IV
Où le Petit Docteur ne possède que des « bases solides » pour arriver à un résultat
Combien de fois avait-il répété ce mot :
— Une base solide, une seule, et, si on ne déraille pas, si on ne lâche pas le fil, on arrive automatiquement à la vérité…
S’il avait appartenu à la PJ, ses collègues l’auraient sans doute appelé M. Base-Solide !
Ou encore M. Dans-la-Peau, à cause d’une autre locution favorite :
— Se mettre dans la peau des personnages…
Il répugnait, cette fois, à se mettre dans la peau des hôtes du château aux chiens roux, lesquels chiens, renfermés sur l’ordre de ces messieurs de la police, glapissaient sans relâche.
Les bases solides… Voyons…
1° M. Mordaut ne mettait aucun obstacle à l’enquête du Petit Docteur et insistait pour le garder chez lui ;
2° Ernestine était solide, vigoureuse, et comptait vivre cent deux ans comme sa grand-mère ; elle faisait tout pour ça et était hantée par le spectre de la maladie ;
3° Ernestine affirmait que sa nièce n’était pas la maîtresse de M. Mordaut ;
4° Rose était, elle aussi, « saine comme un brochet », et avait un amoureux ou un amant dans les troupes coloniales ;
5° Rose prétendait, elle aussi, qu’elle n’était pas la maîtresse du patron ;
6° M. Mordaut subissait un commencement d’empoisonnement lent par l’arsenic ;
7° Ernestine, comme deux des trois femmes mortes, avait une assurance vie au bénéfice du châtelain.

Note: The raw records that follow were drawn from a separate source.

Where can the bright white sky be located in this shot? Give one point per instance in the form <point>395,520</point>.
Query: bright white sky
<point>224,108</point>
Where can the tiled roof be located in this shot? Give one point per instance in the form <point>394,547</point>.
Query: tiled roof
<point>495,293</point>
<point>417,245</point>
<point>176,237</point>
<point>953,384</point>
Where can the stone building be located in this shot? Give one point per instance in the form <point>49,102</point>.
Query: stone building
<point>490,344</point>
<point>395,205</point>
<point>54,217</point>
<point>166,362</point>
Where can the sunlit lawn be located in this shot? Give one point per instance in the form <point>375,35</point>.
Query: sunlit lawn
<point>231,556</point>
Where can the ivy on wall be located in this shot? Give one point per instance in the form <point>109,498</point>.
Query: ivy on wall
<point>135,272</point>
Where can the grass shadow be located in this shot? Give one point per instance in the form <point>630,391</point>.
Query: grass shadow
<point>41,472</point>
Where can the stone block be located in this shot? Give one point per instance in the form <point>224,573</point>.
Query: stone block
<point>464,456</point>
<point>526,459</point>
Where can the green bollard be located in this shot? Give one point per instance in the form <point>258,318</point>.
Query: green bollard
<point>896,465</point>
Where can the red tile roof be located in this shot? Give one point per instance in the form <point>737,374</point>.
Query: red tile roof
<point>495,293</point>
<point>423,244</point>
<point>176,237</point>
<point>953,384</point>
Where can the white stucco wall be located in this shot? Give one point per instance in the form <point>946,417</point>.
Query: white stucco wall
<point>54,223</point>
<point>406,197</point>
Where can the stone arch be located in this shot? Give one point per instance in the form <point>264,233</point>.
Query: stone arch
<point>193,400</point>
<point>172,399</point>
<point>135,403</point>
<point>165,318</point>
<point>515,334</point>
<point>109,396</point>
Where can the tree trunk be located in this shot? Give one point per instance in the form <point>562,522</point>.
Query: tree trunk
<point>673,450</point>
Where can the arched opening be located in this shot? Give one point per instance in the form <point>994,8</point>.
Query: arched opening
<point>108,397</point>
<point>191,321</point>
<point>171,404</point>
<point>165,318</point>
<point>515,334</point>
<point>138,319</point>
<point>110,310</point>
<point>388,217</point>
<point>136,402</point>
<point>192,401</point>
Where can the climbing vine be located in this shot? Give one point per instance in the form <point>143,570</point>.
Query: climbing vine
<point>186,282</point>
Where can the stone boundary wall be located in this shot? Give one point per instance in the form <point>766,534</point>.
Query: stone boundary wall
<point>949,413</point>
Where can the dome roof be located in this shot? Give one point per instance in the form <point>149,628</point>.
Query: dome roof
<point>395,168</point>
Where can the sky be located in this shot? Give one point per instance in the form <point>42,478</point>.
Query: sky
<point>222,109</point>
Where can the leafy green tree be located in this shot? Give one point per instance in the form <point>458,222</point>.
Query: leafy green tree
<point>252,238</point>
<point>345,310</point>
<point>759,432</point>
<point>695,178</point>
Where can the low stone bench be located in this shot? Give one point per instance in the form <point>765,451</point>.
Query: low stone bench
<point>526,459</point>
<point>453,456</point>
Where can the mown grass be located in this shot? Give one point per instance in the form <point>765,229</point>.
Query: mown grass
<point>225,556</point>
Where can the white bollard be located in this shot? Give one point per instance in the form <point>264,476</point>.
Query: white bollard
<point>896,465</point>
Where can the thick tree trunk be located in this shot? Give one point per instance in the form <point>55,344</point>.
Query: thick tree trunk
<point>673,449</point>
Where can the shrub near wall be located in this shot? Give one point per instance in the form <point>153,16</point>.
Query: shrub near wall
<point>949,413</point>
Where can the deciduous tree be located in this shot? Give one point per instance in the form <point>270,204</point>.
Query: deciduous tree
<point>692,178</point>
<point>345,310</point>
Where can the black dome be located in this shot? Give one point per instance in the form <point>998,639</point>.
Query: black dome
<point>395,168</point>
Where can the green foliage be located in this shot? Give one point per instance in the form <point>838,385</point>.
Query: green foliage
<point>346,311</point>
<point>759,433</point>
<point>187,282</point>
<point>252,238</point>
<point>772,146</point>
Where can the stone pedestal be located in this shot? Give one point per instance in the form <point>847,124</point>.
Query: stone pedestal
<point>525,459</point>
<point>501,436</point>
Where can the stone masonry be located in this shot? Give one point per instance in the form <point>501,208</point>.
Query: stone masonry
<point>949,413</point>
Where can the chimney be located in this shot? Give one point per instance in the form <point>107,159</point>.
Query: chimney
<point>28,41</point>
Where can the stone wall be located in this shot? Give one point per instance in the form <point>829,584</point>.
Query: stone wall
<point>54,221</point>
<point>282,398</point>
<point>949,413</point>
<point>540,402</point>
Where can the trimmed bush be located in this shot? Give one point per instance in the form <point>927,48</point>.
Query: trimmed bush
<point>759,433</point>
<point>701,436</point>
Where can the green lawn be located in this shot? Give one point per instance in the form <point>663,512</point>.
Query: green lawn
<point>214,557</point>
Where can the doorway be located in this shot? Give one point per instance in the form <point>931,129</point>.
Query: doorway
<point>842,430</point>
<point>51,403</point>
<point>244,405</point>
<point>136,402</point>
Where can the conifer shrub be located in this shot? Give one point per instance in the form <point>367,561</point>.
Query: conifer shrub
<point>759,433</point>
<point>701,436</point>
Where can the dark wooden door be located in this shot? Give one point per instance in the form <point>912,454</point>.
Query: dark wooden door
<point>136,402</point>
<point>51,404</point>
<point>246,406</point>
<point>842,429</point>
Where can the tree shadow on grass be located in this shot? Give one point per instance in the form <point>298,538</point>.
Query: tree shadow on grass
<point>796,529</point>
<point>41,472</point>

— Vous voulez que je vous dise le fond de ma pensée ?… C’était Ernestine maintenant qui, dans le salon mal éclairé, répondait aux enquêteurs.
— Le docteur qui est ici vous confirmera que je n’aime pas parler mal des gens… Cet après-midi encore, il m’a questionnée, et je n’ai pas voulu être méchante… D’autant plus que je n’avais pas de preuve… N’empêche que nous n’étions que quatre ici à avoir pu empoisonner ces pauvres dames… M. Hector ne compte plus, puisqu’il est mort… Nous ne restons donc que trois… Eh bien ! Moi, je prétends que mon patron était devenu à peu près fou… Quand il a compris qu’il serait pris, il a préféré en finir… Mais, comme c’était un vicieux, un homme qui ne faisait rien comme les autres, il a voulu que rien ne reste derrière lui de ce qui avait été sa maison…

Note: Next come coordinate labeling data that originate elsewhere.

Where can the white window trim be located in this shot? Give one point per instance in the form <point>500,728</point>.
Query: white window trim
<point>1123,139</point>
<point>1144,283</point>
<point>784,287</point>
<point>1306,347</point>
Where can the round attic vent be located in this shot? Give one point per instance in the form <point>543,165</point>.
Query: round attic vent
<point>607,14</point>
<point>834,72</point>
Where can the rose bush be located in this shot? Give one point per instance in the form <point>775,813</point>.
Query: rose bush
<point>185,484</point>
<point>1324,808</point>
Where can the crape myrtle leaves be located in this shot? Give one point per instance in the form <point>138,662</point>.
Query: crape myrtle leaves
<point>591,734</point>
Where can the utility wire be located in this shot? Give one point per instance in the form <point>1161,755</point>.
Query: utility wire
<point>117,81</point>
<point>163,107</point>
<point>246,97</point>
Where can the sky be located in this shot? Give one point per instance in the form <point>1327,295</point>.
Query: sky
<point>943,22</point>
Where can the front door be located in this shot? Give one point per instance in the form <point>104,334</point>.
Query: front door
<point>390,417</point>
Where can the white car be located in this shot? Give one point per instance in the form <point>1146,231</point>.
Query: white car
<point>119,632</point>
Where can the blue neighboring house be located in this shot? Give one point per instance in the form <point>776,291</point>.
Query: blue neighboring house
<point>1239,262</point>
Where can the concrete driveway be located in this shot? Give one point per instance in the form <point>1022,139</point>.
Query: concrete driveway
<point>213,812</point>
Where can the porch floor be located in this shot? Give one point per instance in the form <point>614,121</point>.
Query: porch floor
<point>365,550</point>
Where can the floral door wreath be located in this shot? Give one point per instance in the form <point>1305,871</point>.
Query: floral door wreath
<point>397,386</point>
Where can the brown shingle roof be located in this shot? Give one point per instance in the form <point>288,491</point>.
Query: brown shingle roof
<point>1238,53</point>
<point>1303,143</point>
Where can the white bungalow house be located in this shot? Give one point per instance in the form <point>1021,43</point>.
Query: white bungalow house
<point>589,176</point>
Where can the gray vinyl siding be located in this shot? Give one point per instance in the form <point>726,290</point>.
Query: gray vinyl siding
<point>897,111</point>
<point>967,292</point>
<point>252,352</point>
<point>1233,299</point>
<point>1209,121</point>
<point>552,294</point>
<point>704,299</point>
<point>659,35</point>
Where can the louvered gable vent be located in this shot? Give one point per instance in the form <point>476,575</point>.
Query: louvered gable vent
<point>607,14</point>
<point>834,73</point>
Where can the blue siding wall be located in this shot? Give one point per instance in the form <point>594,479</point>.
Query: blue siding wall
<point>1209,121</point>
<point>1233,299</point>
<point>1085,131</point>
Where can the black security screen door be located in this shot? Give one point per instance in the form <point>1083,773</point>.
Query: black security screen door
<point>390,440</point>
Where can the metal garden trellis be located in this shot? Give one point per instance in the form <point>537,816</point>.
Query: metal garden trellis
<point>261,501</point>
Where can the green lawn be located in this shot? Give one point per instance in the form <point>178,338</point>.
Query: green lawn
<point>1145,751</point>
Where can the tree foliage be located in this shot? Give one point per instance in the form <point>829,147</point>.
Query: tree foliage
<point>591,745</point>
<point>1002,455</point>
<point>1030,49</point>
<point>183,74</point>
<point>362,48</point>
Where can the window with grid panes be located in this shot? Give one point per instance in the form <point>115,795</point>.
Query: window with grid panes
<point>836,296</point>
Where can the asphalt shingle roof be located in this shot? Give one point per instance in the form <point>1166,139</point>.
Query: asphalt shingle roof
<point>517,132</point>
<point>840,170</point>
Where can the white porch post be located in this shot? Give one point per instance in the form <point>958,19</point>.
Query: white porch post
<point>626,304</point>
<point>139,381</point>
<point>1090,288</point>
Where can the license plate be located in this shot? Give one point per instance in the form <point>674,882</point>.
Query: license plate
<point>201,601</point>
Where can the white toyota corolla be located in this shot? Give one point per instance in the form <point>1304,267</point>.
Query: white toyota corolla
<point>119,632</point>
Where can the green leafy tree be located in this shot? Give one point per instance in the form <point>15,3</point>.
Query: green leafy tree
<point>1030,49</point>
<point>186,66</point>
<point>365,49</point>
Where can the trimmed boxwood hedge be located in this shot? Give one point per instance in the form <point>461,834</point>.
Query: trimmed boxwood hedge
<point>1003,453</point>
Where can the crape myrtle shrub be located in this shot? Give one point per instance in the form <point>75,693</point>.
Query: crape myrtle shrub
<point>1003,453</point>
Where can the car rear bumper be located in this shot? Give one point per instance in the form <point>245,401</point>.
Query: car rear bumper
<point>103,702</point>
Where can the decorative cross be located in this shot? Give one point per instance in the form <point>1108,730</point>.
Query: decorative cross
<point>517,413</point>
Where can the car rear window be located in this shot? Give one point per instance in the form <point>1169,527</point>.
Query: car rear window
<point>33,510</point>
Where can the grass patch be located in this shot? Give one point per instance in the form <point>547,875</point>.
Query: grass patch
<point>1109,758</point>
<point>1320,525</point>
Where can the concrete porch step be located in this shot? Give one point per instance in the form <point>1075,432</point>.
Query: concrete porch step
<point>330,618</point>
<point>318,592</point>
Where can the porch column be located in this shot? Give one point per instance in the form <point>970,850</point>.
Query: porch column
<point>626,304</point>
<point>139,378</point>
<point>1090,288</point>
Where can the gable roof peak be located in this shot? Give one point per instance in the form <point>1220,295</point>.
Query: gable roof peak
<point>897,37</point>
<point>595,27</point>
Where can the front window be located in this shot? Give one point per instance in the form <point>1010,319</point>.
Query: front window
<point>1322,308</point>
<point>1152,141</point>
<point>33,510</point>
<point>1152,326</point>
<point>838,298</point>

« Sans ce pauvre M. Hector, qui a bu le rhum, nous serions tous morts à l’heure qu’il est, y compris le docteur…
Cette idée, chaque fois, faisait passer un frisson dans le dos de Dollent. Penser que, le lendemain, cette même maison n’eût été peuplée que de cadavres…
Et encore ne les aurait-on pas découverts tout de suite, personne ne sonnant depuis longtemps à la grille du château…

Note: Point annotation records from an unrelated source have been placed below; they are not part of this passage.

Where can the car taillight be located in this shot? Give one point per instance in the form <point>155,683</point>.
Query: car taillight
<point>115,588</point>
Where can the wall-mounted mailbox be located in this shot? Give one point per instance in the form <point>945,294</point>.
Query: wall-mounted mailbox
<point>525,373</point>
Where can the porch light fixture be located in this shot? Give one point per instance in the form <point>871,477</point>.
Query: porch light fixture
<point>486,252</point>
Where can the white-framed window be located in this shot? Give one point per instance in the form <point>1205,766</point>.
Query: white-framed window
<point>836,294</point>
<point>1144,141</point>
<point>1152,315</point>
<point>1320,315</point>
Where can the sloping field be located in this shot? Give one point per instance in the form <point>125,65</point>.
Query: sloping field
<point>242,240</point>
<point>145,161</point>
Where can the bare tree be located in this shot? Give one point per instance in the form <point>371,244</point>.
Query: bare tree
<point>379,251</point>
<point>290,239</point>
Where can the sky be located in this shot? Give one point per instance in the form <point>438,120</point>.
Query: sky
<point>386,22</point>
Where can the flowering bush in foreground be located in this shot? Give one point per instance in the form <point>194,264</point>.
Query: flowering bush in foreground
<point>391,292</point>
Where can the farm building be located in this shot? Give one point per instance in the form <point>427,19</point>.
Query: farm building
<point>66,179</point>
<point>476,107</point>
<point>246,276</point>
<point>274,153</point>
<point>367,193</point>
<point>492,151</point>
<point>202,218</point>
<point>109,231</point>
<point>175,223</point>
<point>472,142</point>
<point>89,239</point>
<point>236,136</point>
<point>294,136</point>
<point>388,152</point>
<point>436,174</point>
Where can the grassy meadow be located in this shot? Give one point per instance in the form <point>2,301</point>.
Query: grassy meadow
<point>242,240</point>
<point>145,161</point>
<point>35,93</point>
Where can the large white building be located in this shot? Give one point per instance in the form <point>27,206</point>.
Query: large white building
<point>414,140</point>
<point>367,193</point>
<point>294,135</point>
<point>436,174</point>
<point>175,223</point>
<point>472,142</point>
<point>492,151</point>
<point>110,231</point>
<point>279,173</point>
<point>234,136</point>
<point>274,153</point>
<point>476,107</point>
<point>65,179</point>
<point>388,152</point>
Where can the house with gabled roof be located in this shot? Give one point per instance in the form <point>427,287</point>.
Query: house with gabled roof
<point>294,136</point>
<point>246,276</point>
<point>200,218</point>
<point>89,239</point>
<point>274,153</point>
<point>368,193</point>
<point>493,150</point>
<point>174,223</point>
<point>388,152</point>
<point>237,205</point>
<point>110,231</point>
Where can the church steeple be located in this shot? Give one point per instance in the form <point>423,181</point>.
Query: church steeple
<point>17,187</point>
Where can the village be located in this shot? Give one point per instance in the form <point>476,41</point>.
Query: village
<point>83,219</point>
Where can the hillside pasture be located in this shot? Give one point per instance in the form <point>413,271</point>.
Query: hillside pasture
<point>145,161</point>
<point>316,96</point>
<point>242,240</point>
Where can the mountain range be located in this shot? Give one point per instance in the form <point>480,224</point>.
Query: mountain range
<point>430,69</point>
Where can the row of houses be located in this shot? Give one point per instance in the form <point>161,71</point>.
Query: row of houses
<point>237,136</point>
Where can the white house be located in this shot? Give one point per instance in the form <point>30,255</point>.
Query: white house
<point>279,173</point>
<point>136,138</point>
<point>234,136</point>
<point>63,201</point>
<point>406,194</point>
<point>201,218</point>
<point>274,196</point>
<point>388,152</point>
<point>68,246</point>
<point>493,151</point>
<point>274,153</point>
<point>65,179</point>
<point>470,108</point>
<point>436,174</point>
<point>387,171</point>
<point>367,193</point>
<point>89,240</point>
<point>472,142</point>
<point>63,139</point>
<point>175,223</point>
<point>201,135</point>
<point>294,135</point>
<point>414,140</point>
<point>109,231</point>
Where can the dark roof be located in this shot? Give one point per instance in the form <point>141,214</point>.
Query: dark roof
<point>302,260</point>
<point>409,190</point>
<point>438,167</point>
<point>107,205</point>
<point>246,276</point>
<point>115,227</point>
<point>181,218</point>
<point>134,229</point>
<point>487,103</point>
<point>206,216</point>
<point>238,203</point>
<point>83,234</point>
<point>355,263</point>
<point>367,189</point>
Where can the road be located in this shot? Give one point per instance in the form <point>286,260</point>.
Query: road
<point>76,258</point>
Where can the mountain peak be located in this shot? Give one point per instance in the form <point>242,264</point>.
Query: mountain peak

Qui sait si les chiens affamés…
— Vous n’avez rien à dire ? demandait le juge d’instruction à la Rose, qui regardait fixement le plancher.
— Rien.
— Vous n’avez rien remarqué d’anormal ?
Elle épia le Petit Docteur et eut une hésitation. Qu’est-ce que cela signifiait ? Qu’est-ce qu’elle hésitait à avouer ?
— Si quelqu’un a pu remarquer dans le château quelque chose d’anormal, c’est le docteur…
Si quelqu’un a pu remarquer…
Si quelqu’un…
Dollent en était devenu tout rouge. À quoi faisait-elle allusion ? Comment pouvait-elle savoir qu’il avait remarqué ?…
— Expliquez-vous clairement, fit le magistrat.
— Je ne sais rien… J’ai dit simplement que le docteur, qui s’y connaît, a fait une enquête sérieuse… S’il n’a rien remarqué, c’est que…
Elle n’acheva pas.
— C’est que ?
— Rien… Je croyais que, quand on se donnait la peine d’ausculter tout le monde…
Eh ! Oui, parbleu, qu’elle avait raison ! Comment n’y avait-il pas songé plus tôt ?
— Monsieur le juge, balbutia-t-il en s’approchant de la porte, je désirerais vous parler un moment en tête à tête…
Ce fut dans le couloir, aussi mal éclairé que les autres pièces.
— Je suppose… J’espère que vous en avez le pouvoir… Il est encore temps… Si un commissaire part en voiture…
Il avait fini son travail. Le déclic s’était produit. Et, comme toujours, cela s’était fait d’un seul coup.
Des éléments épars… Des petits points lumineux dans le brouillard… Puis, soudain…
Il savait maintenant pourquoi il y avait mis tant de temps ! C’est que, dans cette maison des poisons, il n’avait rien osé boire pour se fouetter l’esprit.